NSF DIBBS ACI 1443047

Analysis and management of large data sets are vital for progress in the data-intensive realm of scientific research and education. Scientists are producing, analyzing, storing and retrieving massive amounts of data. The anticipated growth in the analysis of scientific data raises complex issues of stewardship, curation and long-term access. Scientific data is tracked and described by metadata. This award will fund the design, development, and deployment of metadata-aware workflows to enable the management of large data sets produced by scientific analysis. Scientific workflows for data analysis are used by a broad community of scientists including astronomy, biology, ecology, and physics. Making workflows metadata-aware is an important step towards making scientific results easier to share, to reuse, and to support reproducibility. This project will pilot new workflow tools using data from the Laser Interferometer Gravitational-wave Observatory (LIGO), a data-intensive project at the frontiers of astrophysics. The goal of LIGO is to use gravitational waves—ripples in the fabric of spacetime—to explore the physics of black holes and understand the nature of gravity.

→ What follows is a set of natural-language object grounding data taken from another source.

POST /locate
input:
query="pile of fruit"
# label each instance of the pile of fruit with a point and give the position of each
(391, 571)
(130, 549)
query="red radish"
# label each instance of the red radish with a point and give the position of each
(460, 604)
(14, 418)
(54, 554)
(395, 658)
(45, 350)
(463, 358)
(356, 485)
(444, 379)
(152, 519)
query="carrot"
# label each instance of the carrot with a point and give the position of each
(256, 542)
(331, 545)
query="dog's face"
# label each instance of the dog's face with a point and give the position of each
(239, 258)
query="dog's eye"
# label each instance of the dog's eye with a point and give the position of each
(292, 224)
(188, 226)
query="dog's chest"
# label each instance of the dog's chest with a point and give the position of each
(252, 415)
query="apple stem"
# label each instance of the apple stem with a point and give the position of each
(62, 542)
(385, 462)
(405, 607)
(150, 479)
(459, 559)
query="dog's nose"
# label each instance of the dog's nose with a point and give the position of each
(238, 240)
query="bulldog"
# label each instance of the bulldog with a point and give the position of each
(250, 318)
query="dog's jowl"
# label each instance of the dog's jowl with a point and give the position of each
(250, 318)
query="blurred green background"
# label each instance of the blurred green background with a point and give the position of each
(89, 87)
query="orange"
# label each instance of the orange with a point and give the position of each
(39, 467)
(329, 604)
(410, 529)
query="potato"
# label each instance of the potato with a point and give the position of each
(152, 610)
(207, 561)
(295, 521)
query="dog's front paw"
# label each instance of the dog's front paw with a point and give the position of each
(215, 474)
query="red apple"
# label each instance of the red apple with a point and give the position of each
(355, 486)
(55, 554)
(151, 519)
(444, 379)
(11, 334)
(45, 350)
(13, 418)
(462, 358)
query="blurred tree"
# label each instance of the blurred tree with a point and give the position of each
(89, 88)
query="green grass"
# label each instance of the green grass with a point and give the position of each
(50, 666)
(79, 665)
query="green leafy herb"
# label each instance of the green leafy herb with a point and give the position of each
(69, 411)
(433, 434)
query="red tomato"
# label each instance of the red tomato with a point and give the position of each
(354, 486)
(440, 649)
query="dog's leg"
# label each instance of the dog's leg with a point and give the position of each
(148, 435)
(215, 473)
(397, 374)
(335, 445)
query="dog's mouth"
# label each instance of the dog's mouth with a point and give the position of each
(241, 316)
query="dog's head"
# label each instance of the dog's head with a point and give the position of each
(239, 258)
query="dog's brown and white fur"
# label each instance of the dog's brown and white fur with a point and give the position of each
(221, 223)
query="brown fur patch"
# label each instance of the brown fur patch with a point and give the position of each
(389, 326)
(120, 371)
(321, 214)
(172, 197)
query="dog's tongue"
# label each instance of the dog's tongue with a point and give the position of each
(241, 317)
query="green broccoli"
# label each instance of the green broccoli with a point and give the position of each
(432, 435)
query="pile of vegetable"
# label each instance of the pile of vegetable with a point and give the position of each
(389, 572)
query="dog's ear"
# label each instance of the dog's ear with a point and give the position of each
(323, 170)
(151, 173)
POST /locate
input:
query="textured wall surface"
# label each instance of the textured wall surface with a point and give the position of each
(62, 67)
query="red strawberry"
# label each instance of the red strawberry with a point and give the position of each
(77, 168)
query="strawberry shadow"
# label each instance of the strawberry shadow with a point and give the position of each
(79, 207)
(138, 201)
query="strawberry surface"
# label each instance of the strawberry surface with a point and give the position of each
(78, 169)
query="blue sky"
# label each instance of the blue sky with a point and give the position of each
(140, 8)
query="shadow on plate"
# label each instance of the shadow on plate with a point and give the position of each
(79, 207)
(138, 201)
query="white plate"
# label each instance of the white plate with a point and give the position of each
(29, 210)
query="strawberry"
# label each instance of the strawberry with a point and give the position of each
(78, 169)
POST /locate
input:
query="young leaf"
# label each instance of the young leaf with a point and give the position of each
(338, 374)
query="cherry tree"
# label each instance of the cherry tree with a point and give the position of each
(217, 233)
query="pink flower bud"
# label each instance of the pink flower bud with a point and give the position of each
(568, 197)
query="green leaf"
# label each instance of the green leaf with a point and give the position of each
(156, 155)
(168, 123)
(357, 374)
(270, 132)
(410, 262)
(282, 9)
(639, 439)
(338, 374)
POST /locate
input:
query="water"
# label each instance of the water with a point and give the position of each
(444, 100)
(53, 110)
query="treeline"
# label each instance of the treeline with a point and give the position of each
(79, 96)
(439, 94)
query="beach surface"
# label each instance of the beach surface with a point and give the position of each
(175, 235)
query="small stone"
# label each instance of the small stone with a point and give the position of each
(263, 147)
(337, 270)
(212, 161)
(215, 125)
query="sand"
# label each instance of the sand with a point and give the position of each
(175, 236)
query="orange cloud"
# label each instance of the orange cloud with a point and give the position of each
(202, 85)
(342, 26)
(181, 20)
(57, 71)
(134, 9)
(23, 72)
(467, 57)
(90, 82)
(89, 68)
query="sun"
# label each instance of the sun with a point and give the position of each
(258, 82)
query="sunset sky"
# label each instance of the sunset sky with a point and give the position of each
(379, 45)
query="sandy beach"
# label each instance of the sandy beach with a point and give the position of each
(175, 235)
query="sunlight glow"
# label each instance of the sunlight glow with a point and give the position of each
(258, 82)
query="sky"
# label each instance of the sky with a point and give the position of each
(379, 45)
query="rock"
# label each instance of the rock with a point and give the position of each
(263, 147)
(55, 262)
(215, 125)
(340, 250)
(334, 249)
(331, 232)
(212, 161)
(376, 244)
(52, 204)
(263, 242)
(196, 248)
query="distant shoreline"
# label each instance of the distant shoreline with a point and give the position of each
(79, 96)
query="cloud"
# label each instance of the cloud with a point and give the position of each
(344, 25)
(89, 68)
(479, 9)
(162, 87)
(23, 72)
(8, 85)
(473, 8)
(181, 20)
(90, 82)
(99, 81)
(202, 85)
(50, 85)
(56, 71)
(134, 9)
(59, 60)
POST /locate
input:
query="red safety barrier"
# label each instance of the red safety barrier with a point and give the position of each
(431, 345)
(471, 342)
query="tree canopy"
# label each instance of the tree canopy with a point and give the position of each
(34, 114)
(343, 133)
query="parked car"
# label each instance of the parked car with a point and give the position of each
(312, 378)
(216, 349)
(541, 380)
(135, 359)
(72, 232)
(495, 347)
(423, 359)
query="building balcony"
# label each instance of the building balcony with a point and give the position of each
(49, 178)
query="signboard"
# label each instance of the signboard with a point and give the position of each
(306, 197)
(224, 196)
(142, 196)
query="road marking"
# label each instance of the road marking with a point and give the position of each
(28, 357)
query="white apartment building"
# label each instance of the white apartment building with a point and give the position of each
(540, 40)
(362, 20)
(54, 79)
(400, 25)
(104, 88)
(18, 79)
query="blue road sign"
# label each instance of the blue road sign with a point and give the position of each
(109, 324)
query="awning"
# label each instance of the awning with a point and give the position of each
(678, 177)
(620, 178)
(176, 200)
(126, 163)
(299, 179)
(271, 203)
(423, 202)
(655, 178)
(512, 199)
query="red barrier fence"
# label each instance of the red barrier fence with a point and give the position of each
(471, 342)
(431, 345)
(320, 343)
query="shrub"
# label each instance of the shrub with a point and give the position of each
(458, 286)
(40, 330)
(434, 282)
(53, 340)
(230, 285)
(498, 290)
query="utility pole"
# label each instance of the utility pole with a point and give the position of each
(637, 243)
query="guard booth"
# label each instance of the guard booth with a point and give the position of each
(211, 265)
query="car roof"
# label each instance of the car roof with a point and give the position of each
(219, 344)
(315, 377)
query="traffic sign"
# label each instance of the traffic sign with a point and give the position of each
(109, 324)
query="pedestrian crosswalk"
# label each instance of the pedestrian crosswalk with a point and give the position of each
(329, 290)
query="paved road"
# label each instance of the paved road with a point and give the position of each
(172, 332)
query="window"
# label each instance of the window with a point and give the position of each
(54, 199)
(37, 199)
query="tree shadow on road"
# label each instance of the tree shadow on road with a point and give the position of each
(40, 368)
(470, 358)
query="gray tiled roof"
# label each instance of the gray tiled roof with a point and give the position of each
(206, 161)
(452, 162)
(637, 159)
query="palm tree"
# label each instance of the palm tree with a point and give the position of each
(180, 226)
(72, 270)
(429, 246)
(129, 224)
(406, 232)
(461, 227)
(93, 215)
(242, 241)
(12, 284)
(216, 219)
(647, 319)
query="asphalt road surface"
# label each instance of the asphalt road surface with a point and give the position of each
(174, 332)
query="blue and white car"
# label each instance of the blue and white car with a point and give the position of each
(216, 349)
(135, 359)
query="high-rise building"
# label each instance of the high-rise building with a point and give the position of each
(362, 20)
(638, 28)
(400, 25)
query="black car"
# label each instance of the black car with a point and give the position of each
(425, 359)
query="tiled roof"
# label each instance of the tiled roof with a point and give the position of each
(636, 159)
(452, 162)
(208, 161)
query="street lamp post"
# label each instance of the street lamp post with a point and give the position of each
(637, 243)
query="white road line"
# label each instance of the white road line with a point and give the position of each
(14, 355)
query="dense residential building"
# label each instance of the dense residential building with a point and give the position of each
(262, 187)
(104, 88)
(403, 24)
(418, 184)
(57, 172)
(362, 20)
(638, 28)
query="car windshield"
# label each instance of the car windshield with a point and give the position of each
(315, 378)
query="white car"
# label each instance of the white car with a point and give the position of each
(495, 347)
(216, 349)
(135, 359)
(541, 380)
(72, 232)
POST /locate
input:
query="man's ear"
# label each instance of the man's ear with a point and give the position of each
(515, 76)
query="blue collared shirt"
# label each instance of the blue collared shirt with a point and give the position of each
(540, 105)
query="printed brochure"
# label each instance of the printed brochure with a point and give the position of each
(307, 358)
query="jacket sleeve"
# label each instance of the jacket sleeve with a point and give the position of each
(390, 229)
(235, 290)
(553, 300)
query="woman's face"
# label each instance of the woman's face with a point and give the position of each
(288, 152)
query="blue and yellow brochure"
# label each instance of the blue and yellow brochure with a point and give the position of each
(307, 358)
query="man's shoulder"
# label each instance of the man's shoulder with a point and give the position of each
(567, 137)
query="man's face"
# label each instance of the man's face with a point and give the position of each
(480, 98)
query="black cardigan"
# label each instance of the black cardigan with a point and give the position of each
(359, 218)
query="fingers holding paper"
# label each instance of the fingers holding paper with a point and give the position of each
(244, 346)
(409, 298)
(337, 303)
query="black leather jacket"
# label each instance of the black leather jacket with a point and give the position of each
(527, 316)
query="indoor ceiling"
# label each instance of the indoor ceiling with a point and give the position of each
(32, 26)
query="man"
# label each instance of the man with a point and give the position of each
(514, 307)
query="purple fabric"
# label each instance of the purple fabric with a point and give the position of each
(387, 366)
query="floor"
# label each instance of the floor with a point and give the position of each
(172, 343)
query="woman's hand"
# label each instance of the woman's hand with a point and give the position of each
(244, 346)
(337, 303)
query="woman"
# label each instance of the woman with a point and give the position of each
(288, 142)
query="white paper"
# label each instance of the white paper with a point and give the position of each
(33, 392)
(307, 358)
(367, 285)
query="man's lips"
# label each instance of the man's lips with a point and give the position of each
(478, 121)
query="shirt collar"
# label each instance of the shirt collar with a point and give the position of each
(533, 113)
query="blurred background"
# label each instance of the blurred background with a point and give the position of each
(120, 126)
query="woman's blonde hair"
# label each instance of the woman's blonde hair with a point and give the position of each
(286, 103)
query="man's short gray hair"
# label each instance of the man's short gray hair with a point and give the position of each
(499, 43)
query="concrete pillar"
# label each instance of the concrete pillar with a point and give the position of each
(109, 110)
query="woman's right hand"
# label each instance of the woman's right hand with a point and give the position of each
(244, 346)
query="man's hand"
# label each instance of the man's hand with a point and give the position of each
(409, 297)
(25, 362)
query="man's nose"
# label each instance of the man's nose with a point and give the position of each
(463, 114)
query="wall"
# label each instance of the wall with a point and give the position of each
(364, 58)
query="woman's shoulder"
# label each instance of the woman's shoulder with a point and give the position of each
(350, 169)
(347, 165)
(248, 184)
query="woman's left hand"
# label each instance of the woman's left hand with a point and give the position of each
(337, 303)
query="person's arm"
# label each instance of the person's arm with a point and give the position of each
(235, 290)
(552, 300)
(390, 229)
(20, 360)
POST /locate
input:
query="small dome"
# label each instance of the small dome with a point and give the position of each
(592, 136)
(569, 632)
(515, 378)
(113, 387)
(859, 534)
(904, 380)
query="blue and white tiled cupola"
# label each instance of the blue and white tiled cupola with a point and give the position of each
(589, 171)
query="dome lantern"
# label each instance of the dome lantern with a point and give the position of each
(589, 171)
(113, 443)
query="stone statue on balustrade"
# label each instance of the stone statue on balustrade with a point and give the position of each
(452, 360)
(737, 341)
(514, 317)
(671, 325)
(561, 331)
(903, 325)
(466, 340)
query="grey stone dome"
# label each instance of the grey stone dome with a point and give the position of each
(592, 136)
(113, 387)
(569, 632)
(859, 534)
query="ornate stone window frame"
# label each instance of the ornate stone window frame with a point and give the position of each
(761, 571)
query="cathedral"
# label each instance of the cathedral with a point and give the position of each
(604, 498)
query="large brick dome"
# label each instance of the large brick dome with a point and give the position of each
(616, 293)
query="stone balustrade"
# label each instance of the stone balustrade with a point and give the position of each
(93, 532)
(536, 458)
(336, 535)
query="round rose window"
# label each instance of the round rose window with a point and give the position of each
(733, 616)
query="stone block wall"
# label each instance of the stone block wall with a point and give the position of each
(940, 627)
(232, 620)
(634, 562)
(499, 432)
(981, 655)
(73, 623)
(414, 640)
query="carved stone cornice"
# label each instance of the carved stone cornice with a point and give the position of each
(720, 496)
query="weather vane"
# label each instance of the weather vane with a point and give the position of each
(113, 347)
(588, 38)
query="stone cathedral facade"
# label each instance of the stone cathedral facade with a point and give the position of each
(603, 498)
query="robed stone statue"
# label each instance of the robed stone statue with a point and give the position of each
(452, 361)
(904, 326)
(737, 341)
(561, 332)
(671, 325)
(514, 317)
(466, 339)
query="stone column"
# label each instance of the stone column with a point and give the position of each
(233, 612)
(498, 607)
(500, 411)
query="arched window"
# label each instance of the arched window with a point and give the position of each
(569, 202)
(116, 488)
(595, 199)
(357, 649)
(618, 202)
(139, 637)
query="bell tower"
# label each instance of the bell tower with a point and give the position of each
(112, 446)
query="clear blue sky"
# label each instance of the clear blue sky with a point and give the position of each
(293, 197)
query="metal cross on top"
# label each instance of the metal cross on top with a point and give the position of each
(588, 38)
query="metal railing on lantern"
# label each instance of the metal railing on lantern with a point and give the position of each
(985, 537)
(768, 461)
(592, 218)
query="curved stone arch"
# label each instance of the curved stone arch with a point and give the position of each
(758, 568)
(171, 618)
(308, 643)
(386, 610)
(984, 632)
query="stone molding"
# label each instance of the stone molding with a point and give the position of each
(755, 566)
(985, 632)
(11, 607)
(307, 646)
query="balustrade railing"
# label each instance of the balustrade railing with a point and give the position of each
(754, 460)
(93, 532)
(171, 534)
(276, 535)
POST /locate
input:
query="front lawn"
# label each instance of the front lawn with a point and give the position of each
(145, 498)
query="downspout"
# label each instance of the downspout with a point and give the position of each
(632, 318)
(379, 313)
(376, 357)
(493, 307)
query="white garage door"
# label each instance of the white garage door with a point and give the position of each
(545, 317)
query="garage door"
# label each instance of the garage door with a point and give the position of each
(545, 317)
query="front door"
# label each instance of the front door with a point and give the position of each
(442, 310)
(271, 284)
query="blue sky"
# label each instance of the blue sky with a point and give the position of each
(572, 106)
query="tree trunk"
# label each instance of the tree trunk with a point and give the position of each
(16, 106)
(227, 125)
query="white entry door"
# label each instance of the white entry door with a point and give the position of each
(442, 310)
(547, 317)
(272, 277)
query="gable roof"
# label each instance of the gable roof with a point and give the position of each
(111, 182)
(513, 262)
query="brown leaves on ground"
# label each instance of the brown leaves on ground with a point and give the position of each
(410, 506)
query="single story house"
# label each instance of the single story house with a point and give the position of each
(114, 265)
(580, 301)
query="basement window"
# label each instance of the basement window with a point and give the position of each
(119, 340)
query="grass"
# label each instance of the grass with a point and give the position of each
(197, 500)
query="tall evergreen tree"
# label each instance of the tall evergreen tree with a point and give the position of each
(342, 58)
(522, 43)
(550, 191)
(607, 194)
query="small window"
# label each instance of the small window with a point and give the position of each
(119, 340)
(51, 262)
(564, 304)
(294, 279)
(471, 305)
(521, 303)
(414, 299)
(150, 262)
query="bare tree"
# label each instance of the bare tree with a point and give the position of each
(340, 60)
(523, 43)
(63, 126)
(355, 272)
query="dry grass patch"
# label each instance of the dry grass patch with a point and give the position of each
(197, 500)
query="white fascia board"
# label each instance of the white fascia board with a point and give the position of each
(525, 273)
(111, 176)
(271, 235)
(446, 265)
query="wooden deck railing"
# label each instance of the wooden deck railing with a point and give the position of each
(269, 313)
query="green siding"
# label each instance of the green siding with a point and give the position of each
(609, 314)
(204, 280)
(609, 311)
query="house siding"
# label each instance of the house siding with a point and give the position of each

Efficient methods for accessing and mining the large data sets generated by LIGO’s diverse gravitational-wave searches are critical to the overall success of gravitational-wave physics and astronomy. Providing these capabilities will maximize existing NSF investments in LIGO, support new modes of collaboration within the LIGO Scientific Collaboration, and better enable scientists to explain their results to a wider community, including the critical issue of data and analysis provenance for LIGO’s first detections. The interdisciplinary collaboration involved in this project brings together computational and informatics theories and methods to solve data and workflow management problems in gravitational-wave physics. The research generated from this project will make a significant contribution to the theory and methods in identification of science requirements, metadata modeling, eScience workflow management, data provenance, reproducibility, data discovery and analysis. The LIGO scientists participating in this project will ensure that the needs of the community are met. The cyberinfrastructure and data-management scientists will ensure that the software products are well-designed and that the work funded by this award is useful to a broader community.